Updated: November 09, 2018 04:26 AM
Thursday morning brought news of another mass shooting, this one in a bar in Thousand Oaks, California late Wednesday night that left 12 people dead.
It follows on the heels of a shooting at a Pittsburgh synagogue late last month in which 11 people were killed.
And it is yet another in a long string of increasingly-deadly such incidents in recent years that have left Americans asking why?
Stasia Higgins also wants to find answers to that question.
It's why the Hamline junior signed on to be part of a research project at the school seeking to shed at least some new light on the subject.
"It's so important because they just keep happening," said Higgins, a criminal justice major. "And no one seems to really know why. But we have to do something. We can't just accept this as normal."
The project is being led by Dr. Jillian Peterson, a professor of criminal justice and the director of Hamline's Center for Justice and Law, and Dr. James Densley, an associate professor of criminal justice at Metro State.
It was triggered in part by the deadly shooting at the Harvest Music Festival in Las Vegas last October, which left 58 people dead, making it the deadliest mass shooting in modern U.S. history.
And the study will soon be expanding in important ways. Thanks to a $300,000 grant from the U.S. Justice Department, the group will begin traveling to meet in person with surviving mass shooters, as well as the survivors of previous mass shootings.
Only about 30 mass shooters meeting the study's criteria remain alive, Peterson said. But four have already consented to such an interview and the group is hoping to add at least one more.
"To me, being able to find out why something happened is so much less chilling than walking around not knowing," Peterson said. "It's important to find answers."
Higgins too believes interviewing those who perpetrated such horrible acts will provide new insight into why they occurred and how to head them off in the future.
"You can read a lot of articles on these shootings that will take a thread and run with it, then it turns out not to be true, or not entirely true," she said. "So you don't really know a person's motivation until you're able to sit down and talk with them in person."
The professors and students have already spent the past year creating a database on 151 mass shooters, using publicly available information to create life histories while searching for any common threads and warning signs that might be useful in trying to prevent such incidents from occurring.
"The data seems to support that these incidents aren't necessarily happening more frequently," said Densley, who first met Peterson when she was hired at Metro State before coming to Hamline. "But what is increasing is our awareness of them in real time through things like media coverage and social media.
"And the other thing that does seem to be shifting is that they are getting more deadly," he added. "Some of the most deadly mass shootings in history have all happened in the past decade."
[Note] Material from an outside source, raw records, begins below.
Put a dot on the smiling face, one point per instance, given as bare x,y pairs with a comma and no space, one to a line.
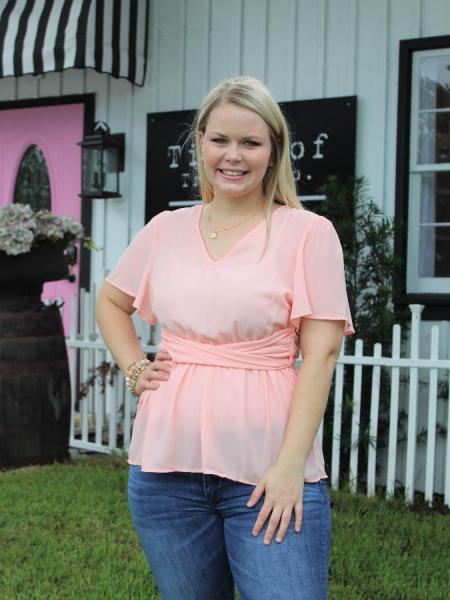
236,150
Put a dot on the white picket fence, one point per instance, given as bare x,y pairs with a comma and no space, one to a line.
102,421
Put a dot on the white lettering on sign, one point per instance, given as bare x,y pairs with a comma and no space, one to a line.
174,153
297,150
318,143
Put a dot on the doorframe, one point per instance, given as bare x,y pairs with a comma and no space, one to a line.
88,100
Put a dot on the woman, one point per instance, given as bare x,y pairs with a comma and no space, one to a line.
227,482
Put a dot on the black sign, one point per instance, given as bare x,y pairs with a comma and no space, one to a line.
323,143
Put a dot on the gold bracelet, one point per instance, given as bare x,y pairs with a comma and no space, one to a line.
134,371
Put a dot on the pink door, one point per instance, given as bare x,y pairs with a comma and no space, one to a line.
55,130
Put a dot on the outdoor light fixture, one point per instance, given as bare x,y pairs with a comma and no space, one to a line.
102,159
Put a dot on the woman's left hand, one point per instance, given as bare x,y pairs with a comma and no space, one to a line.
283,487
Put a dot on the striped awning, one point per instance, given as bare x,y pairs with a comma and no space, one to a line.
39,36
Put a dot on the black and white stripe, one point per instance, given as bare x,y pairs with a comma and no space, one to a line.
39,36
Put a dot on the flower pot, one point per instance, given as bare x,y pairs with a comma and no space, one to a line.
34,372
45,262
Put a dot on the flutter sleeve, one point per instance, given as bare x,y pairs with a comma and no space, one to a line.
319,289
132,273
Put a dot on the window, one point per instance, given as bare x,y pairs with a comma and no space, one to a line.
423,170
32,182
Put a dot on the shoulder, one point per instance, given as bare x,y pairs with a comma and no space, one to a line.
173,218
304,221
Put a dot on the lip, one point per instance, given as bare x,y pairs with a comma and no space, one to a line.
232,177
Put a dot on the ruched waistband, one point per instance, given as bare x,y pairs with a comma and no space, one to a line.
275,351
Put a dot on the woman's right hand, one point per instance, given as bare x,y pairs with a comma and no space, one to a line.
158,371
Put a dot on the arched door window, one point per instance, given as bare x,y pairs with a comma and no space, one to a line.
32,182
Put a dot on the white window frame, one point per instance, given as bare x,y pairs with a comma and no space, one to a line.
414,283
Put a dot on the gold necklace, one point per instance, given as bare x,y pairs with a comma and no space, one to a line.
213,232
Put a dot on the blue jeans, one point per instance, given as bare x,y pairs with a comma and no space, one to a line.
196,532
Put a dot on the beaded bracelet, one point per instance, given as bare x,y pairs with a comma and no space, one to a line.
133,372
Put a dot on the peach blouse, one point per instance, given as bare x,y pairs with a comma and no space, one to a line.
230,328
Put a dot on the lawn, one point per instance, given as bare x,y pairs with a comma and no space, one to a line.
66,533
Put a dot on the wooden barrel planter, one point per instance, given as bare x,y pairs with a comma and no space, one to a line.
34,372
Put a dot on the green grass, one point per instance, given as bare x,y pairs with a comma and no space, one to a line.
66,533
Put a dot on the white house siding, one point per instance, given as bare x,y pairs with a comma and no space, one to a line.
302,49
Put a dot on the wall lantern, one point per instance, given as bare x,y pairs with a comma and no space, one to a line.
102,159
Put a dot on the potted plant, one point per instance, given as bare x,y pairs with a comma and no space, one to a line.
35,246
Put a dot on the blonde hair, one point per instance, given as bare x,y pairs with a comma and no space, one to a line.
250,93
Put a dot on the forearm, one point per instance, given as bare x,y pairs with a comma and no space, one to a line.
308,406
118,332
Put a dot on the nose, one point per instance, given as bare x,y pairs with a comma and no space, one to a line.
233,153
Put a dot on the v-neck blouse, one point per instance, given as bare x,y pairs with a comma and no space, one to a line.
230,328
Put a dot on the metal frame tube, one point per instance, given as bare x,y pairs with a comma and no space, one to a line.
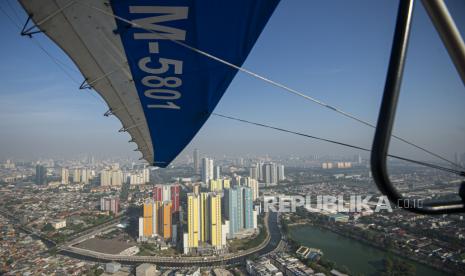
386,120
449,33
Each student is assigned individual shooters to research, then another student is assigned to the same shooter to both verify what's already been discovered and to see if anything new might be turned up.
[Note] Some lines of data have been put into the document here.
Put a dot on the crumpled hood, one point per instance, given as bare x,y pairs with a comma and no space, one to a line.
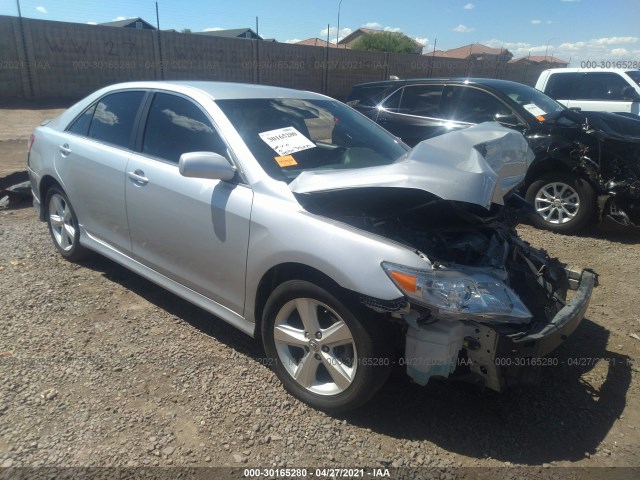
625,127
476,165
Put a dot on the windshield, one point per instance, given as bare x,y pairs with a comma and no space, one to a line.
635,75
533,101
289,136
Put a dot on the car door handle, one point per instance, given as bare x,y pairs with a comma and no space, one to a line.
65,150
138,177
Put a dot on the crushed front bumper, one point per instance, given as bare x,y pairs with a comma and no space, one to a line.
502,360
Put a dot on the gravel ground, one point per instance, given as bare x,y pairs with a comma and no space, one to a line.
99,367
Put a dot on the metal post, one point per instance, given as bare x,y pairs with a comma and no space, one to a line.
433,57
25,53
338,31
326,64
257,53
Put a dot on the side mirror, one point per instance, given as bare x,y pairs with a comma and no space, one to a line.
206,165
508,120
630,93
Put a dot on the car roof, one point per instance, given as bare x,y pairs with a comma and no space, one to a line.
489,82
556,71
220,90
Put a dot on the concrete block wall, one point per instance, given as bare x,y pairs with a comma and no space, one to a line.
42,60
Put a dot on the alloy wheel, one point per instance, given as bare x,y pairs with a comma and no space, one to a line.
315,346
557,203
63,228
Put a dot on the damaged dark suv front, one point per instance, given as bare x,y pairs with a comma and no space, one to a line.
587,167
487,307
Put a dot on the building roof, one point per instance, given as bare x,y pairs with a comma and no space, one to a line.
540,59
230,33
126,22
361,31
318,42
473,49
All are working on a volunteer basis on their own time.
"The goal is to take 151 shooters and dig deep into their backgrounds to see if we can find patterns," said Peterson, who previously worked as an investigator on death-penalty cases in New York, creating psychosocial life histories of inmates in an effort to determine what factors led them to that point.
"Prevention is really a big motivating factor," she continued. "I have young kids and they go through lockdown drills once a month where they're hiding under their desks. It's important. But it also shows how little we really know that the best we can so sometimes is to try and prepare for what to do if it happens."
The group will present the findings of the first phase of its studies at an event scheduled for 4:30 to 6:30 p.m. Friday in the Kay Frederick ballroom at the Klas Center at Hamline.
The event is open to the public.
"One of the things we've found is that suicidality plays a much bigger role than has maybe been realized," Peterson said. "Either people killing themselves on scene or being killed by police. And when you start to think of these as suicides as well as murders, it shifts your thinking a bit. They are angry suicides as much as they are angry homicides in some cases.
"Another thing we've seen is that a lot of people give warning signs," she added. "They will leak their plans somehow ahead of time. The younger the shooter is, the more likely they are to leak their plans. So it's a balancing act when it comes to how seriously to take that. Because a lot of kids will give warning signs who have no intention of carrying out something like this as well."
Higgins knows preventing all mass shootings may not be a realistic goal. But she said making an effort to try is what matters.
"That's why I want to be part of this," she said. "I'd love it if we found something that gave us a magic answer in all cases. But the most important thing is putting together the information and using it to do the best we can when it comes to prevention."